Abstract
Bacterial and phytoplankton communities are known to be in close relationships, but how natural and anthropogenic stressors can affect their dynamics is not fully understood. To study the response of microbial communities to environmental and human-induced perturbations, phytoplankton and bacterial communities were seasonally monitored in a Mediterranean coastal ecosystem, Syracuse Bay, where multiple conflicts co-exist. Quali-quantitative, seasonal surveys of the phytoplankton communities (diatoms, dinoflagellates and other taxa), the potential microbial enzymatic activity rates (leucine aminopeptidase, beta-glucosidase and alkaline phosphatase) and heterotrophic culturable bacterial abundance, together with the thermohaline structure and trophic status in terms of nutrient concentrations, phytoplankton biomass (as Chlorophyll-a), and total suspended and particulate organic matter, were carried out. The aim was to integrate microbial community dynamics in the context of the environmental characterization and disentangle microbial patterns related to natural changes from those driven by the anthropic impact on this ecosystem. In spite of the complex relationships between the habitat characteristics, microbial community abundance and metabolic potential, in Syracuse Bay, the availability of organic substrates differently originated by the local conditions appeared to drive the distribution and activity of microbial assemblage. A seasonal pattern of microbial abundances was observed, with the highest concentrations of phytoplankton in spring and low values in winter, whereas heterotrophic bacteria were more abundant during the autumn period. The autumn peaks of the rates of enzymatic activities suggested that not only phytoplankton-derived but also allochthonous organic polymers strongly stimulated microbial metabolism. Increased microbial response in terms of abundance and metabolic activities was detected especially at the sites directly affected by organic matter inputs related to agriculture or aquaculture activities. Nitrogen salts such as nitrate, rather than orthophosphate, were primary drivers of phytoplankton growth. This study also provides insights on the different seasonal scenarios of water quality in Syracuse Bay, which could be helpful for management plans of this Mediterranean coastal environment.
Highlights
Coastal aquatic environments are extremely vulnerable areas due to the presence of multiple interacting forcings, both natural and anthropogenic, that occur in these environments and that may affect the dynamics of marine biota [1,2]
With respect to microbial metabolism, several positive associations were observed between proteolytic activity, T and dissolved 37.056 oxygen (DO), while negative associations were found with N salts (NH4 and NO3 )
The organic matter and nutrient inputs that characterized the human-impacted stations (HIS) were reflected in significant increases of Chl a, total phytoplankton and heterotrophic bacterial abundances and metabolic activities (LAP, GLU, alkaline phosphatase (AP))
Summary
Coastal aquatic environments are extremely vulnerable areas due to the presence of multiple interacting forcings, both natural and anthropogenic, that occur in these environments and that may affect the dynamics of marine biota [1,2]. Maritime transport, tourism, as well as aquaculture and fishery may coexist both spatially and temporally in these areas and cause severe impacts such as pollution, biodiversity loss and habitat destruction This justifies the need for coastal monitoring as a key tool to acquire updated information on the environmental status, in relation with the new European environmental challenges mainly focused on the achievement of the Good.
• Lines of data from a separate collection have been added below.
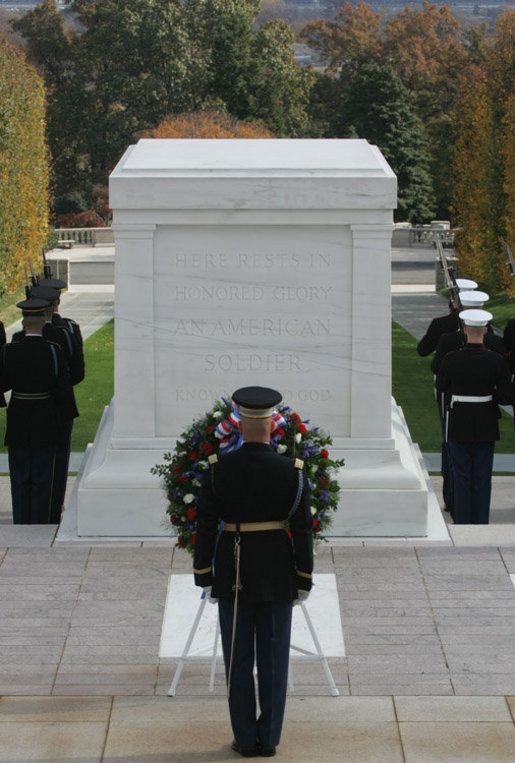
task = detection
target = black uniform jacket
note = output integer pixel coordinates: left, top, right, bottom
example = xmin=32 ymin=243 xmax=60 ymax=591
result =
xmin=52 ymin=313 xmax=85 ymax=384
xmin=417 ymin=312 xmax=460 ymax=357
xmin=12 ymin=322 xmax=79 ymax=418
xmin=0 ymin=336 xmax=75 ymax=448
xmin=436 ymin=344 xmax=513 ymax=442
xmin=194 ymin=442 xmax=313 ymax=602
xmin=431 ymin=330 xmax=507 ymax=374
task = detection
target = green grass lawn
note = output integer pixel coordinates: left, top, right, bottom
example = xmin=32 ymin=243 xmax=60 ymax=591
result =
xmin=392 ymin=323 xmax=515 ymax=453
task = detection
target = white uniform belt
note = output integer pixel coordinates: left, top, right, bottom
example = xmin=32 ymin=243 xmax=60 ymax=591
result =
xmin=12 ymin=392 xmax=50 ymax=400
xmin=224 ymin=522 xmax=284 ymax=533
xmin=451 ymin=395 xmax=493 ymax=408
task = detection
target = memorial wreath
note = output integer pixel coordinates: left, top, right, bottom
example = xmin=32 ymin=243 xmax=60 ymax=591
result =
xmin=151 ymin=399 xmax=344 ymax=553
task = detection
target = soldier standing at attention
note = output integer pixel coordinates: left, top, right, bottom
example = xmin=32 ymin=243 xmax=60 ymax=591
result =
xmin=12 ymin=286 xmax=79 ymax=524
xmin=194 ymin=387 xmax=313 ymax=758
xmin=0 ymin=299 xmax=77 ymax=524
xmin=39 ymin=278 xmax=85 ymax=522
xmin=417 ymin=278 xmax=477 ymax=358
xmin=436 ymin=310 xmax=513 ymax=524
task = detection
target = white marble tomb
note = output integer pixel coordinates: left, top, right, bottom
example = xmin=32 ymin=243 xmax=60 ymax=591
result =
xmin=72 ymin=140 xmax=434 ymax=537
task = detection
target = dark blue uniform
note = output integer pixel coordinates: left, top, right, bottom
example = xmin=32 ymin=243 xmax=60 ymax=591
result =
xmin=0 ymin=336 xmax=74 ymax=524
xmin=436 ymin=344 xmax=513 ymax=524
xmin=194 ymin=442 xmax=313 ymax=748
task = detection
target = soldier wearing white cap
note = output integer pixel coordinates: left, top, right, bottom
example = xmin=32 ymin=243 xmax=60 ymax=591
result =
xmin=417 ymin=278 xmax=477 ymax=358
xmin=431 ymin=291 xmax=507 ymax=374
xmin=436 ymin=309 xmax=513 ymax=524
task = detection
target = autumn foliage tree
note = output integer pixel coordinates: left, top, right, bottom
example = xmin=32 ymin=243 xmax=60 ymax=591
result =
xmin=141 ymin=110 xmax=275 ymax=138
xmin=453 ymin=11 xmax=515 ymax=295
xmin=0 ymin=37 xmax=49 ymax=295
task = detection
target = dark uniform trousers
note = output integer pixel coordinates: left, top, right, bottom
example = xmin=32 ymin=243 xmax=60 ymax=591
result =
xmin=218 ymin=599 xmax=292 ymax=747
xmin=8 ymin=445 xmax=59 ymax=525
xmin=436 ymin=343 xmax=513 ymax=524
xmin=194 ymin=442 xmax=313 ymax=747
xmin=447 ymin=441 xmax=495 ymax=525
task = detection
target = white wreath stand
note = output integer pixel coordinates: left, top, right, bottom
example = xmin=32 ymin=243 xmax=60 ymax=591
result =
xmin=168 ymin=593 xmax=340 ymax=697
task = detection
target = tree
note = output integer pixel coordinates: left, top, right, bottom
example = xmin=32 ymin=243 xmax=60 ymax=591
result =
xmin=17 ymin=0 xmax=311 ymax=197
xmin=301 ymin=0 xmax=383 ymax=75
xmin=250 ymin=20 xmax=315 ymax=137
xmin=339 ymin=63 xmax=434 ymax=222
xmin=0 ymin=38 xmax=49 ymax=295
xmin=453 ymin=12 xmax=515 ymax=294
xmin=141 ymin=110 xmax=275 ymax=138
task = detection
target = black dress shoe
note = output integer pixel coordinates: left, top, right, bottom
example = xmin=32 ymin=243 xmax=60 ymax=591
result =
xmin=258 ymin=742 xmax=275 ymax=758
xmin=231 ymin=740 xmax=260 ymax=758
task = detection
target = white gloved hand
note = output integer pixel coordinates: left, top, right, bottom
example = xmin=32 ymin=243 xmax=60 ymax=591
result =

Many complex interactions occur at different cellular levels among representatives belonging to different microbial species; this results in difficulties in estimating metabolic interactions among microorganisms, in consideration that a large fraction of microbial diversity remains largely undiscovered in terms of metabolic needs and biosynthetic capabilities [8] Different relationships such as mutualism and competition connect phytoplankton to bacterial species. The physical attachment of bacteria to phytoplankton cells was shown to play a role in biogeochemical cycling in the ocean, favoring the sinking of organic matter and the overall increase in the flux of organic carbon from the surface to deep waters [11,12]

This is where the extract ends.